Blackburn with Darwen Council's executive members for education and regeneration have both received petitions objecting to the school bus service 836, which runs from Whittlestone Head to St Joseph's Primary School in Darwen every day, being scrapped.

Last month, approval was given by Coun Mahfooz Hussain, in charge of education, for £74,000 to be cut from the annual £1.5million budget used to ferry children to school.

Cuts are also planned for buses funded by the regeneration department. They tend to be services running from deprived areas to schools.

One of the buses to be cut is the service to St Joseph's school.

A petition to Blackburn with Darwen Council, and presented to the executive board last week, called for the service to be reinstated.

Parents who signed the petition said it was a vital service and withdrawing it presented problems for them.

But in response, a council statement read: "The decision to withdraw the service was taken because of low usage.

"There was an average of just seven passengers per day being carried, the farthest of whom lives no more than 1.5 miles from the school.

"The cost of the contract for a 16-seater bus meant that the average cost of transport for each passenger was in the region of £1,000 per year."

There are also concerns that possible future cuts to college student services could hit people in Darwen hardest.
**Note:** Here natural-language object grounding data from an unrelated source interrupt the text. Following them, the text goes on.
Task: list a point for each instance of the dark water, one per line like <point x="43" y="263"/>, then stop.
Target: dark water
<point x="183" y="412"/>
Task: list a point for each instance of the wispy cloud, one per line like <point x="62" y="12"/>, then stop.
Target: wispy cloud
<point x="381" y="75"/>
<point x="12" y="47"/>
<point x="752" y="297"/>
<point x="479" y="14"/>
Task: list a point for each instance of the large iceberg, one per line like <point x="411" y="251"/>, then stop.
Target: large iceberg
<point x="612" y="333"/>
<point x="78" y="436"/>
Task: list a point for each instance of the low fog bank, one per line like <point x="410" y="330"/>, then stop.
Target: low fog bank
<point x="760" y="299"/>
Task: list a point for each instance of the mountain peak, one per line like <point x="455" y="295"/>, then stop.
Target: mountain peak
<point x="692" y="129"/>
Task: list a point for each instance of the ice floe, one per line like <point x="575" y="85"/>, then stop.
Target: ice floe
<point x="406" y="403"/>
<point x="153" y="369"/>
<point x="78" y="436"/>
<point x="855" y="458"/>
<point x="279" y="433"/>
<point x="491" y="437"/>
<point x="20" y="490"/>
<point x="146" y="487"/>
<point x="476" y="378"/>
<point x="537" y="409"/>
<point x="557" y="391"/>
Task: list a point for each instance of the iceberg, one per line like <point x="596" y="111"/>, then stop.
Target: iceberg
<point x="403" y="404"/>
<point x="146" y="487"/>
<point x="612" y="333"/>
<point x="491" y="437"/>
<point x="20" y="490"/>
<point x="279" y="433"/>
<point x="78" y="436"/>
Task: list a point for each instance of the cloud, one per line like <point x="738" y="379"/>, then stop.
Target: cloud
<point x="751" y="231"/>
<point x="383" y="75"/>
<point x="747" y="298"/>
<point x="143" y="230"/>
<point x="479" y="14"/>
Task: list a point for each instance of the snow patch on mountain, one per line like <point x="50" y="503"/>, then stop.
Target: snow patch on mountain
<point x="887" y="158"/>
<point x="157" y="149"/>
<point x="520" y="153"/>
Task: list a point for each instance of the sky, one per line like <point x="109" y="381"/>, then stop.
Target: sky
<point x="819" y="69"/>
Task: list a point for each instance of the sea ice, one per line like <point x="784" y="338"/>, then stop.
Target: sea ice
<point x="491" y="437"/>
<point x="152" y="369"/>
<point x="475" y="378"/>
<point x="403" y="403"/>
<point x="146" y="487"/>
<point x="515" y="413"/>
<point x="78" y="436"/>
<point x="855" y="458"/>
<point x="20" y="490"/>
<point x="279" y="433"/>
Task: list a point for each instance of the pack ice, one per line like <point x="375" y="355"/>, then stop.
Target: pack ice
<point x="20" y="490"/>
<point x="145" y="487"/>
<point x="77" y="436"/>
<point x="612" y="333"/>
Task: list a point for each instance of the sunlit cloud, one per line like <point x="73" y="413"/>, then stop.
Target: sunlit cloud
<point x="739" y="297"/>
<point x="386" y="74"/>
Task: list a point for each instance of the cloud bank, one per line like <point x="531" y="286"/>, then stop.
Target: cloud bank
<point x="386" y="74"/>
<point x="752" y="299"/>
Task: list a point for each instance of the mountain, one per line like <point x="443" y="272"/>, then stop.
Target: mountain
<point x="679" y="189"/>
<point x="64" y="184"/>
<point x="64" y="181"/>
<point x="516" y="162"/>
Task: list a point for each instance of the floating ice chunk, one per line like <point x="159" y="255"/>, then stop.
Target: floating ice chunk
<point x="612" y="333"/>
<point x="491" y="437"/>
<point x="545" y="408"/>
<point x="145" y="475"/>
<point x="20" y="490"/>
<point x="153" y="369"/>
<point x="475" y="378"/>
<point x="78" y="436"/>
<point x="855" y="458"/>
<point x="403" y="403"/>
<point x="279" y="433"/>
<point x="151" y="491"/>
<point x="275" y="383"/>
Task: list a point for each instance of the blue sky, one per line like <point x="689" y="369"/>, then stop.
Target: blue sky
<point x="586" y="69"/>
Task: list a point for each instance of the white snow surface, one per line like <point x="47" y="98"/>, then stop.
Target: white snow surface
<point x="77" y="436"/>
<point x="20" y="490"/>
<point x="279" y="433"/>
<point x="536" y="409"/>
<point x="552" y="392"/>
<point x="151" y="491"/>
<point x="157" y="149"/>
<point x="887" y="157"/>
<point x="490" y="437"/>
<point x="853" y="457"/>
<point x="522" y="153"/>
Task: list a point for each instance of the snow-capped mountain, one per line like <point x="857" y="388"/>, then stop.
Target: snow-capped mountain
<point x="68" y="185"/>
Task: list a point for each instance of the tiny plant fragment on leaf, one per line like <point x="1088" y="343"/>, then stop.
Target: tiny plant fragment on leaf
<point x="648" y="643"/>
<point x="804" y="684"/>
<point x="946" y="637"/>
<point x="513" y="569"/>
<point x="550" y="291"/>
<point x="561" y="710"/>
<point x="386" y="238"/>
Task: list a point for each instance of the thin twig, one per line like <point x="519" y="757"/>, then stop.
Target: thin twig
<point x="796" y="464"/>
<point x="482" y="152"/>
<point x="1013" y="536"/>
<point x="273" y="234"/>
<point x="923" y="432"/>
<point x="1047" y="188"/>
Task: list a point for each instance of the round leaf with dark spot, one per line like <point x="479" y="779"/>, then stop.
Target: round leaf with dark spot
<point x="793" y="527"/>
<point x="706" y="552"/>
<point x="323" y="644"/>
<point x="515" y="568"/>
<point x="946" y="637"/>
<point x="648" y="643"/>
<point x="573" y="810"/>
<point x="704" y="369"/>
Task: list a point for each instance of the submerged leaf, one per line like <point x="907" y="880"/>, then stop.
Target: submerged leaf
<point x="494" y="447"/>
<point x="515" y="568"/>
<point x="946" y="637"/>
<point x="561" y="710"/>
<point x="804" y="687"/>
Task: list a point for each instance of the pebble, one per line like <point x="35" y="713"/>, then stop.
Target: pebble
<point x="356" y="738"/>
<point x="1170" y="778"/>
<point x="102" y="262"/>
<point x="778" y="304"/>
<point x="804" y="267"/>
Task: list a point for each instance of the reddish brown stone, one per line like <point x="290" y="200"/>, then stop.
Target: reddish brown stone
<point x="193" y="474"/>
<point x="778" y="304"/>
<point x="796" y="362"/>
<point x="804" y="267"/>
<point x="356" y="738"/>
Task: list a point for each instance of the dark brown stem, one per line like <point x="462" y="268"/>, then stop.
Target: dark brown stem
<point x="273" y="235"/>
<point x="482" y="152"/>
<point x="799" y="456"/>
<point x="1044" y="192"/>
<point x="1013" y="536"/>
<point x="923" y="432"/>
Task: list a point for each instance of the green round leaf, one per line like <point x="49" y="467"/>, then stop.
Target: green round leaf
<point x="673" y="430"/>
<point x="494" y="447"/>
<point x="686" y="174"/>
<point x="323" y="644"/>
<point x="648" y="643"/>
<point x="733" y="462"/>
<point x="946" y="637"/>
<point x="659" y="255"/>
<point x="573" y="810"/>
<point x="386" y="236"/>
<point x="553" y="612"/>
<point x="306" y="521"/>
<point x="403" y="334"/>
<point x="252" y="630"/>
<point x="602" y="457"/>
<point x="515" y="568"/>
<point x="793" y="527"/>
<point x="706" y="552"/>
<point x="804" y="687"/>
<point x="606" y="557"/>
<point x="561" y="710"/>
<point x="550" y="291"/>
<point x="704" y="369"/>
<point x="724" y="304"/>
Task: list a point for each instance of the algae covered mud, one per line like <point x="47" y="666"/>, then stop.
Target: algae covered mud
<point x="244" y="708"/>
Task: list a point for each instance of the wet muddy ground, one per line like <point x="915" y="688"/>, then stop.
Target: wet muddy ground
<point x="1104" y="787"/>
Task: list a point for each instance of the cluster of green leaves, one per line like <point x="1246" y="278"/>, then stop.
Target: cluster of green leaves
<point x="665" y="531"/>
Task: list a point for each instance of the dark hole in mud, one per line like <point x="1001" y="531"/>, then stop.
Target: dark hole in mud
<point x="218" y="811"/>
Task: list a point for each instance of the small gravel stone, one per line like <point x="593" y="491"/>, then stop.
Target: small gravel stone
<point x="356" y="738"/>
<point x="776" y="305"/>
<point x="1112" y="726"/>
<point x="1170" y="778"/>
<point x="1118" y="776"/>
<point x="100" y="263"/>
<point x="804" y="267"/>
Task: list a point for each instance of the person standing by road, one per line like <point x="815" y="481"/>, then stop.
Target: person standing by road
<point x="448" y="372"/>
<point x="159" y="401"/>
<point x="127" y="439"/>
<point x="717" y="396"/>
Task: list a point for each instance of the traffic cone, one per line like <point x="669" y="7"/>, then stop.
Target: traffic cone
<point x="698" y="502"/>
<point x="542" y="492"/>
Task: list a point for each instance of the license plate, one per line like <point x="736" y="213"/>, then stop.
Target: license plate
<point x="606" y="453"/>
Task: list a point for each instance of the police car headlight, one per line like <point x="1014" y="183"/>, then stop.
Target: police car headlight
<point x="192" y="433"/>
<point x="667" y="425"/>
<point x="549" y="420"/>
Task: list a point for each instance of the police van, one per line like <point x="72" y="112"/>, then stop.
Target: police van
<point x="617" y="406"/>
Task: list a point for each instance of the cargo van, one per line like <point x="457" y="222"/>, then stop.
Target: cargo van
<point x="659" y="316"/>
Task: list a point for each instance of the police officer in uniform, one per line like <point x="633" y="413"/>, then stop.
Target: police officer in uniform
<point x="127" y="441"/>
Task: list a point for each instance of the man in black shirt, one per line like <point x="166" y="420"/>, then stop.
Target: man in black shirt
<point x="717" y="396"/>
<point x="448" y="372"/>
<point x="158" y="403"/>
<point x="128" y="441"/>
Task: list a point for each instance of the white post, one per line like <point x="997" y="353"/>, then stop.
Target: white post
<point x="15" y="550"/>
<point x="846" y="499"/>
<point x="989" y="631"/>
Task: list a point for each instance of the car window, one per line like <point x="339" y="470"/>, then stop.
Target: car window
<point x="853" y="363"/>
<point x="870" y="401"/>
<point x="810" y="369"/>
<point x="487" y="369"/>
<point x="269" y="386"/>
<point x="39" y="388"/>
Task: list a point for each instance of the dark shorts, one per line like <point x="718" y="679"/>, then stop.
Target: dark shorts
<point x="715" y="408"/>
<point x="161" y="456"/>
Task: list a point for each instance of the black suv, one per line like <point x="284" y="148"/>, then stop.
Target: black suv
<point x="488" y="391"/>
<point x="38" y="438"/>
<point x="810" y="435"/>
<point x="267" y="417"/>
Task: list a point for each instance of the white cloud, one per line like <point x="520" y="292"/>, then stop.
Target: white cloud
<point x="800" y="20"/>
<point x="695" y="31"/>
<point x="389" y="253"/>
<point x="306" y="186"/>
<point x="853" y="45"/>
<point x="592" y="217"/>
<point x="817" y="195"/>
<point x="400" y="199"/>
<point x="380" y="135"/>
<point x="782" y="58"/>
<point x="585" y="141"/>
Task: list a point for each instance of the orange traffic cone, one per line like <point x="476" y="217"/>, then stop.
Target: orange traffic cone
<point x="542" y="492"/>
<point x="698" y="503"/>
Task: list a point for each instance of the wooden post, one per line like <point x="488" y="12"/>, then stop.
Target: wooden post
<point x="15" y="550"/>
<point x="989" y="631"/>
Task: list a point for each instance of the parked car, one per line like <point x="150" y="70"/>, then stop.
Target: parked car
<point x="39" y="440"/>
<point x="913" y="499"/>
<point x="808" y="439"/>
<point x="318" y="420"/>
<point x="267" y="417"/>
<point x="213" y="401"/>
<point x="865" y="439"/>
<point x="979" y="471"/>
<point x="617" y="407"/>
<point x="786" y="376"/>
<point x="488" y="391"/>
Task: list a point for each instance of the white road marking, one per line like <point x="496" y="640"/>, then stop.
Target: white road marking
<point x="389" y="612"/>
All funding for student travel starting college courses in September -- principally to Blackburn College, St Mary's College and St Wilfrid's Sixth Form -- has also been withdrawn by the council. But for the next school year, a government Pathfinder grant of £173,000 will help fund students needing transport to college in the area -- although colleges today expressed concern that no decision has been taken on what will happen once that money runs out.

Students currently receiving support to college in Blackburn with Darwen -- normally in the form of free bus travel -- will continue to receive it.

But Coun Colin Rigby, a Darwen Conservative, said: "Who knows what will happen what the grant runs out? There is no sixth form provision in Darwen and people have to travel."